Directed by: Jon Watts.
Written by: Jon Watts & Christopher D. Ford.
Starring: Kevin Bacon (Sheriff Kretzer), James Freedson-Jackson (Travis), Hays Wellford (Harrison), Camryn Manheim (Bev), Shea Whigham (Man), Kyra Sedgwick (Dispatch).
Speaking
as a former 10 year old boy, I can attest that they really are stupid – I’m not
quite sure they are as stupid as the two in Cop Car are, but they’re not that
far off, especially when you get two of them together, egging each other into
doing things neither would do by themselves. Travis (James Freedson-Jackson)
and Harrison (Hays Wellford) are running away from home – which where they are
from means walking across seemingly endless fields and farms on their way to
the woods – they are already pretty much in the middle of nowhere, and now
they’re trying to get even further away. Once there, they discover a seemingly
abandoned Cop Car. No cop is inside, they cannot see one anywhere around – so
they do what idiot 10 years do, they get inside and start playing with all the
cool stuff they find – including the keys which they eventually get. So what do
they do, of course, except take off in the car across the fields, making their
way to the highway – which is almost as abandoned as the woods. The two are in
constant danger – if their driving doesn’t kill them, then the way the handle
the guns they find just might. And that’s even before two not so nice men enter
the movie.
Kevin
Bacon plays Sheriff Kretzer – and it’s his car the boy stole. He didn’t leave
it in the middle of the woods for some innocent reason – but because he had to
dispose of a couple of bodies that he is keeping in the trunk. He has already
dragged the first one to its shallow grave and it’s when he returns for the
second one that he discovers his car is gone. He obviously cannot let anyone
know about the missing car – and what it contains – so he tries to track it
down all by himself. And, of course, it turns out that the dead body in the
trunk isn’t quite dead after all.
Co-written
and directed by Jon Watts (who, based on the strength of this is apparently
going to direct the new Spider-Man movie now – a shame because I’d like to see
him do something like Cop Car – albeit better – next time), the film works like
a well-oiled machine of a thriller – not wasting a second of its 86 minute
screentime, and giving us no useless characters or backstory. We don’t know why
the boys are running away for instance, and we have no idea why the Sheriff
killed (or thought he killed) the two men and is trying to get rid of them. The
movie doesn’t have time for any of that.
The movie does have time
for a lot of twists and turns in the plot – some of them quite surprising, not
because they are overly original per se, but rather because it’s rather shocking
to see a movie whose two main characters are 12 get this violent and nasty. As
the kids get themselves into increasing danger, it certainly made me squirm a
little bit as a parent (and did make me think about gun control a little –
although, no one could really argue that a cop car should not have guns). When
the violence does hit, it’s quick, brutal and bloody.

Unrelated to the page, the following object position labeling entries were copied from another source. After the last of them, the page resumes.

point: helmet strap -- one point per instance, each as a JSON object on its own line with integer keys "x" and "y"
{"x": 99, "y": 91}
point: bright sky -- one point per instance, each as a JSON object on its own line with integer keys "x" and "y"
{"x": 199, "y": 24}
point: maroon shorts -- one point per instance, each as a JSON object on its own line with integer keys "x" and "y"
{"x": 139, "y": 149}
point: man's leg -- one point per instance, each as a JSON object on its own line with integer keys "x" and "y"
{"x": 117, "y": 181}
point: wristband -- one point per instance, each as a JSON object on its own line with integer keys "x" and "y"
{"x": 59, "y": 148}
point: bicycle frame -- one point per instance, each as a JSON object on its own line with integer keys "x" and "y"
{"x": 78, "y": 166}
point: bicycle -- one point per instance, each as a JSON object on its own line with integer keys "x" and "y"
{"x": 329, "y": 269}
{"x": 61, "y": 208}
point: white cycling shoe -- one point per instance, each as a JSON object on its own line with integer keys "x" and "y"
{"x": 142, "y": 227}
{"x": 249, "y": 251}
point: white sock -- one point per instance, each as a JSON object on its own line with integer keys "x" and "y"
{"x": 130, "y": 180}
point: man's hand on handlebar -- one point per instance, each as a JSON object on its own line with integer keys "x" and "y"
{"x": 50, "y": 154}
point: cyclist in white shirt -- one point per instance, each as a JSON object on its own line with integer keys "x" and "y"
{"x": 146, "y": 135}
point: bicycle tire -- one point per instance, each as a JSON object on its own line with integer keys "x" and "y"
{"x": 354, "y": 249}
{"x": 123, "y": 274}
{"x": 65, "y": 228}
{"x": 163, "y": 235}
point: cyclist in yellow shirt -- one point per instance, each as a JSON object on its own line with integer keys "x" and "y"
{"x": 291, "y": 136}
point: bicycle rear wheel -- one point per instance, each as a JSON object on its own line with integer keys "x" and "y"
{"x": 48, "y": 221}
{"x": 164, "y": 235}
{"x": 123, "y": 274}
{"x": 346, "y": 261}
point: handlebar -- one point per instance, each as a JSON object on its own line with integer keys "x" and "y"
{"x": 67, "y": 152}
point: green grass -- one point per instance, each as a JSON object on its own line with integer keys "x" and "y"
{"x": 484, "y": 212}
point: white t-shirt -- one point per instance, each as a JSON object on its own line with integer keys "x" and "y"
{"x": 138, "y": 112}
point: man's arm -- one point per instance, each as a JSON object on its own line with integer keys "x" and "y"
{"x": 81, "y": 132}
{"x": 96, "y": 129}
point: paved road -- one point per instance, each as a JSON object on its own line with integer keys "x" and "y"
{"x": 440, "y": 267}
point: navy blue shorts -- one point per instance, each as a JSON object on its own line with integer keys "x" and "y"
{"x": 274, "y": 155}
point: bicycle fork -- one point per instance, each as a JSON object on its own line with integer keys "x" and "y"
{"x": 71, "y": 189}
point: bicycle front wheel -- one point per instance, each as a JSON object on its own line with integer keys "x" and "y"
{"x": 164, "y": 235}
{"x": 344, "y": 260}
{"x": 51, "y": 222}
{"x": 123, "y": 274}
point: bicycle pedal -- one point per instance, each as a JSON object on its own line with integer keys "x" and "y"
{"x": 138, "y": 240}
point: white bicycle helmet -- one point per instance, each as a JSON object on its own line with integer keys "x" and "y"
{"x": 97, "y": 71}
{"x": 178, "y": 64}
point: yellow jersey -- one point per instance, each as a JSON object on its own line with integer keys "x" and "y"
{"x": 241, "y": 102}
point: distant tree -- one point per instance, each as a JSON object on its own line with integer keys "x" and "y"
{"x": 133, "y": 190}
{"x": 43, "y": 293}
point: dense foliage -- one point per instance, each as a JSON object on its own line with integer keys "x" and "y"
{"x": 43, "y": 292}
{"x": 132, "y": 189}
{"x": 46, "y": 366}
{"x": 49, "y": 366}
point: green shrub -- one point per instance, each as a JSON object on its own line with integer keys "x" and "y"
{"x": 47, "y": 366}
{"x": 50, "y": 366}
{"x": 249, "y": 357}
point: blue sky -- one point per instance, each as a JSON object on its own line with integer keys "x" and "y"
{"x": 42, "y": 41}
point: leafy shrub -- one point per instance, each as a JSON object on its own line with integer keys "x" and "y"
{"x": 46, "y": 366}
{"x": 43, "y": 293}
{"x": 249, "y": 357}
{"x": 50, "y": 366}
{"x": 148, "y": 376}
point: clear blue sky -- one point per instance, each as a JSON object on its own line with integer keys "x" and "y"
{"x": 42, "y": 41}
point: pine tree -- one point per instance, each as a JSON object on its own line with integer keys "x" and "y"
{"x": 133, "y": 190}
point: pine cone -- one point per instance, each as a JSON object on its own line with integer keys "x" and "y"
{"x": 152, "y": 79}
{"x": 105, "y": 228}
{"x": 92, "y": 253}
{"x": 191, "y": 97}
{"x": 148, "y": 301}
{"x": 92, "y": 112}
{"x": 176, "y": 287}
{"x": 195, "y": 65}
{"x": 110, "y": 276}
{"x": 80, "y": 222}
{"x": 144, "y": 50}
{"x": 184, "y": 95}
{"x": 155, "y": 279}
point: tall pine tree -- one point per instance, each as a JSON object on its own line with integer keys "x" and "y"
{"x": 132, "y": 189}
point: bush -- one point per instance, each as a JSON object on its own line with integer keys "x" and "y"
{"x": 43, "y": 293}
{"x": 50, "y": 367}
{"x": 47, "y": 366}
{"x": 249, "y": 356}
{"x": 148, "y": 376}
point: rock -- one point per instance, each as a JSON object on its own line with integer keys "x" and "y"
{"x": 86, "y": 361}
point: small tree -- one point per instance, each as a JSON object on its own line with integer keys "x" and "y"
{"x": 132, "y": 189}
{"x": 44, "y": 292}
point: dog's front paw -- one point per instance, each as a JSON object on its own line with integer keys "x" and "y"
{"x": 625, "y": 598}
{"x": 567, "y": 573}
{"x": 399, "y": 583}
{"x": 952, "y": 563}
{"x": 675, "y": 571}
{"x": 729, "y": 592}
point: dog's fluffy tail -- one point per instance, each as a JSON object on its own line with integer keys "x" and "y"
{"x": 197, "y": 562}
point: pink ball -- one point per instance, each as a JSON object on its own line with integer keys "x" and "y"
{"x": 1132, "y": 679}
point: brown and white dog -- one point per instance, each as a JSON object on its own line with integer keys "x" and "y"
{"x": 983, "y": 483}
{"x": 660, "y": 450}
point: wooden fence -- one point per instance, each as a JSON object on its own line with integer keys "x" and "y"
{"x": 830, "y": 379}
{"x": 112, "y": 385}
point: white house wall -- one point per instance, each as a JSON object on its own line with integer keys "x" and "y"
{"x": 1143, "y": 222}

I admired Cop Car more than I actually really liked it. It is, of course, a rather outlandish premise – but it’s one that Watts pulls off with interesting attention to detail. No, it’s not really plausible, but he makes you think it could be. Yet the movie never quite reaches the heights it could have – it takes a little too long warming up, and then just kind of ends (the ending isn’t so much ambiguous as it is non-existent). The film is good – the work of a director I certainly want to see more of. I’m a little disappointed that Hollywood has gotten their hands on Watts and put in the blockbuster machine so early – another few low budget thrillers like this, and he may have made a truly great one. Cop Car isn’t that – but it’s enough to convince me that Watts could eventually make one.